Inspiration for better filtration
Backwashable granular media filters are susceptible to many flow-related problems and inefficiencies:
- Malfunctions caused by channeling of the media
- Gas pockets within the media body
- Compromised flow rates due to low available media surface area and high resistance to flow
- Low dirt holding capacities resulting in relatively short filter cycles
- Inefficient backwash cycles that consume a lot of time and water
- Loss of media in excessive backwash flow
A resolution to design an improved process immune to all these problems led to the development of a new process called Radial Flow filtration (RFF). The issues with conventional gravity-reliant systems are all unquestionably undesirable and avoidable problems that can create consequential wasteful, costly and potentially dangerous results. Conventional water filtration equipment is big, expensive and inefficient, especially when compared to RFF. In light of acknowledged global water shortages, the water filtration industry should strive to develop new and more efficient water filtration techniques that provide better quality water at a faster rate.

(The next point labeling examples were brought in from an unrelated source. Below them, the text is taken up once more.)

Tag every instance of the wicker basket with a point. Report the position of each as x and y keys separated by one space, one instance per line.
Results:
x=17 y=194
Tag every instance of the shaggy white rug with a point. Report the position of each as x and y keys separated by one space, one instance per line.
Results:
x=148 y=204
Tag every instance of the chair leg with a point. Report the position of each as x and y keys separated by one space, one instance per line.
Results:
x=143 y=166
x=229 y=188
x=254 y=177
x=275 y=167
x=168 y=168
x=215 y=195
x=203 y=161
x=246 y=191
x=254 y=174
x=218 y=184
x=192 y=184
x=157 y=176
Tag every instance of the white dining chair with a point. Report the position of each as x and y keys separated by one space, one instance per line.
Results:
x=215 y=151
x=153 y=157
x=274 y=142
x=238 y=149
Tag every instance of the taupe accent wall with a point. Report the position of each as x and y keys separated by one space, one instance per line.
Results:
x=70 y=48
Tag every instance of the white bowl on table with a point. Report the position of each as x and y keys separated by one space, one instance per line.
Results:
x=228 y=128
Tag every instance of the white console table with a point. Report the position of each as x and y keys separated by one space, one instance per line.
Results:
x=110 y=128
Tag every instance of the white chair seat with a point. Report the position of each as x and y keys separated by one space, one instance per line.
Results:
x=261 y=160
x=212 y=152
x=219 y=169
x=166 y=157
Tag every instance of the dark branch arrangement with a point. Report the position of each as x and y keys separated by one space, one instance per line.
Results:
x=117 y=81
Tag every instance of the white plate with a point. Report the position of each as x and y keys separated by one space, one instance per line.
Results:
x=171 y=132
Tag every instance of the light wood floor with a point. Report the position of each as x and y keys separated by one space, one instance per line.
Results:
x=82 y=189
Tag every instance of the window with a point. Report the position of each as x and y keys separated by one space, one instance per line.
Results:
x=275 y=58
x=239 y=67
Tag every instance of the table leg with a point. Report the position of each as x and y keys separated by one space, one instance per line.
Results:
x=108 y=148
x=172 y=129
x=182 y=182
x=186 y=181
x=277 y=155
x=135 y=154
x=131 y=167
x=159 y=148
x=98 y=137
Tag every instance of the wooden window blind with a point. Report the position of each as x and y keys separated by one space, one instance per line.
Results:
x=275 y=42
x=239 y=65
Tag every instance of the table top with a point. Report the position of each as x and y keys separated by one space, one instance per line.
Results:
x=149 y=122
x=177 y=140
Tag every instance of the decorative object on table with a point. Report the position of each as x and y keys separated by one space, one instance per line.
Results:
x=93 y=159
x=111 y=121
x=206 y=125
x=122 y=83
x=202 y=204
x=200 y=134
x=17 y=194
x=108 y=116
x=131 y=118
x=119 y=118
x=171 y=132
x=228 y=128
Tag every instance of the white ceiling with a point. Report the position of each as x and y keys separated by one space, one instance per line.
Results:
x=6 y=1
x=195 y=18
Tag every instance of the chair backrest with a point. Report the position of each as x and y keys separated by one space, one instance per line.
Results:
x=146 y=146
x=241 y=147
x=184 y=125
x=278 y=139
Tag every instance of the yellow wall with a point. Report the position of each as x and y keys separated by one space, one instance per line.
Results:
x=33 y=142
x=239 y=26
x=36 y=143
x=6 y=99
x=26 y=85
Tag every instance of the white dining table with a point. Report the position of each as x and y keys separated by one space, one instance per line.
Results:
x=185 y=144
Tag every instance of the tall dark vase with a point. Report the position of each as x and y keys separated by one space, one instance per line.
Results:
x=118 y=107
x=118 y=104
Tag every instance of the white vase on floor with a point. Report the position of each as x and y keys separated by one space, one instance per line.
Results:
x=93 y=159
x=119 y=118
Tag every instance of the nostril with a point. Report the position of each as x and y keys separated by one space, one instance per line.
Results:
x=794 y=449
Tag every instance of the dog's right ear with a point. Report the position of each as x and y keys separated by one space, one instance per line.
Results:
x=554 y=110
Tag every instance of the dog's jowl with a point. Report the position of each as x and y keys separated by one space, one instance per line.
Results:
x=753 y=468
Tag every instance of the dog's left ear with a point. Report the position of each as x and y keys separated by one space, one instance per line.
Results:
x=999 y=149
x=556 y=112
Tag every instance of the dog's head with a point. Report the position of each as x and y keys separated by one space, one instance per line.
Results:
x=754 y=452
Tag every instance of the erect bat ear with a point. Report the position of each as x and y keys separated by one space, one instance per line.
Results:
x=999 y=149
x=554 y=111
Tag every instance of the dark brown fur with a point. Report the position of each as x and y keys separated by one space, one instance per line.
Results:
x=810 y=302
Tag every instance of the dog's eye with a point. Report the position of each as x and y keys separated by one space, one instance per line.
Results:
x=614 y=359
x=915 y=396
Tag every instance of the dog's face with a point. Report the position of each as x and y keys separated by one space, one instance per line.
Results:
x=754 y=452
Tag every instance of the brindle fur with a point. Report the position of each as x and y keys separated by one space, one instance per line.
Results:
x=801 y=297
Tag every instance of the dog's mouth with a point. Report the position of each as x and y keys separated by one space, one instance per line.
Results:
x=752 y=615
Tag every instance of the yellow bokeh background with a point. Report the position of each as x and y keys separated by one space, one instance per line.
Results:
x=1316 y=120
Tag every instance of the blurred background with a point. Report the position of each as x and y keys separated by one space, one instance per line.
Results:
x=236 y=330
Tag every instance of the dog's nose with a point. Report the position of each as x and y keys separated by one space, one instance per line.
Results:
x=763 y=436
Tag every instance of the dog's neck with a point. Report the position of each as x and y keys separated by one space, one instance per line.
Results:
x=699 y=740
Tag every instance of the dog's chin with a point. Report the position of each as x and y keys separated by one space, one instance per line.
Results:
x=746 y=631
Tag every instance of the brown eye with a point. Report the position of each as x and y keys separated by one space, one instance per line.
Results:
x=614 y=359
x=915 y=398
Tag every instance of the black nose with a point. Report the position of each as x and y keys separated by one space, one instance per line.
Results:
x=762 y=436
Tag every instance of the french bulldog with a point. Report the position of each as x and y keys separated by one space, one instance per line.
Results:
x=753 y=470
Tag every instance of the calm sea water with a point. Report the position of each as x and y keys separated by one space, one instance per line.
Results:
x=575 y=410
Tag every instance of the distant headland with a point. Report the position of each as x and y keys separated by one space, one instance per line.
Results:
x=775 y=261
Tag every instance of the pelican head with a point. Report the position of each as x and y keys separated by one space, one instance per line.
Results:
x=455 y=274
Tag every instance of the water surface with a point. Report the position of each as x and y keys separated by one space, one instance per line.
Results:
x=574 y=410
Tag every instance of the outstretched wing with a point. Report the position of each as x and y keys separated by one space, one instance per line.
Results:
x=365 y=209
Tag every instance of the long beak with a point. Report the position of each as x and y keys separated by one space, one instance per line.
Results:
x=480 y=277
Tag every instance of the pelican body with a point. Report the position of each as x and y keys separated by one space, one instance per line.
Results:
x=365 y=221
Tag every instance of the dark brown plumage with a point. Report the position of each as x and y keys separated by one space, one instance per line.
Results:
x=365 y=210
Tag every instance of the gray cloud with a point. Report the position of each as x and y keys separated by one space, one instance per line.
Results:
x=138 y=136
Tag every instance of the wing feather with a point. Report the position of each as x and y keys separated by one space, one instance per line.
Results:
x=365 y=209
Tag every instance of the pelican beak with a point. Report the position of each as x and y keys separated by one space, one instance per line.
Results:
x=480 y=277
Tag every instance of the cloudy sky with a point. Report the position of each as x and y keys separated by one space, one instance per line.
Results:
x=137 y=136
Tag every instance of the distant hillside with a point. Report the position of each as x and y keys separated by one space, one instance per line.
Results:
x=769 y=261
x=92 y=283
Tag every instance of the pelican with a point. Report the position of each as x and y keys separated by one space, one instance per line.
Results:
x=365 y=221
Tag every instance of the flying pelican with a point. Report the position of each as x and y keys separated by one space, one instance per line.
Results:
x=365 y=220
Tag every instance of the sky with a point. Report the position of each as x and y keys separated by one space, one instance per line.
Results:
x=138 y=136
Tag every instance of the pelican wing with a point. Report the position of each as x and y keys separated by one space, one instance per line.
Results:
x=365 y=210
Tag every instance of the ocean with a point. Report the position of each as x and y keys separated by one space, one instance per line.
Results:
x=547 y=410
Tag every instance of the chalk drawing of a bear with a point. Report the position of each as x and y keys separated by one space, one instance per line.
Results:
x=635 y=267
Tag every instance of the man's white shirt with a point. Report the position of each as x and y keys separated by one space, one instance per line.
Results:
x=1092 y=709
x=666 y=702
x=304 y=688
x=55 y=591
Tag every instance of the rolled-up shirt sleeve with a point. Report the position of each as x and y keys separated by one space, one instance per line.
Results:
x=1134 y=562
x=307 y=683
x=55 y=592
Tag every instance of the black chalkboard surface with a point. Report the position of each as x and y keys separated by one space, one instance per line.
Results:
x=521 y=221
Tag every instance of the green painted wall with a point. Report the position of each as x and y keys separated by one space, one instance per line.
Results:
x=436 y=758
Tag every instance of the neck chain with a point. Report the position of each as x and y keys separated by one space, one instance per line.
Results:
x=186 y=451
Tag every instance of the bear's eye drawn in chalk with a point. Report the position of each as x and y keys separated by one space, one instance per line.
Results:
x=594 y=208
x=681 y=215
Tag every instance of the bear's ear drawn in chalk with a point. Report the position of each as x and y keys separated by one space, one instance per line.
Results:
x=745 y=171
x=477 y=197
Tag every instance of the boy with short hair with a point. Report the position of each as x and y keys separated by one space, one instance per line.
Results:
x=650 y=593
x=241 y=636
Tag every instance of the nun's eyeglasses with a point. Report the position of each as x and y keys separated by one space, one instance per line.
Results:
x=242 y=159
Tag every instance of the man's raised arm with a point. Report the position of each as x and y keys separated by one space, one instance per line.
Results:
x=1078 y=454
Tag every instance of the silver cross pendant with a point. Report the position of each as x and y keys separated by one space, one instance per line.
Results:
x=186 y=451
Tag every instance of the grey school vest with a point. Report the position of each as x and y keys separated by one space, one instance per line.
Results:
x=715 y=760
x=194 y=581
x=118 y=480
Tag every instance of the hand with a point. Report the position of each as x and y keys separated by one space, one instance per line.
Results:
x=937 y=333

The new RFF techniques should have an associated lower equipment and operational cost, making the filtration technology affordable to the countries that need it most.
A working prototype was successfully constructed and tested by the developer in 1995. A test station was designed and built to test filtration performance comparatively between RF and conventional high rate filtration. To test the two filtration techniques on a level playing field, the test loop could select between the RF or the conventional filter, both in identical 25-inch diameter tanks and both with three cu.ft. granular media capacities.
The concept
As opposed to the conventional method of allowing gravity to compact the granular media inside a filter tank, the RF filter mechanically compacts its cache of granular media into a shape that substantially increased the available surface area: a rigid hollow orb (see media body illustration, Figure 1) suspended within the vessel. The incoming unfiltered water totally envelops this suspended media orb and flows radially inward at an accelerating velocity through the compacted media, to be filtered and collected at its hollow center.
With the same amount of media, this new geometry allows three times the available surface area of a conventional filter. The surface area of the media body (expressed in square feet) determines process speed and capacity for contaminant. The service flow and dirt holding capacity of a granular media filter are directly dependent on the available surface area of the media body. It was theorized that tripling the available surface area would triple both the service flow and the dirt holding capacity of the filter. Basically, the RF concept puts more of the media to work by locating all the media within seven inches of the exterior surface of the media body where it can actively filter the water. Many additional benefits of RF filtration became apparent during the development and testing stages.
The suspended orbicular media body of the RF filter provides a combination of increased available surface area plus reduced bed depth that generates less resistance to flow than a conventional gravitationally packed filter with less area and more bed depth.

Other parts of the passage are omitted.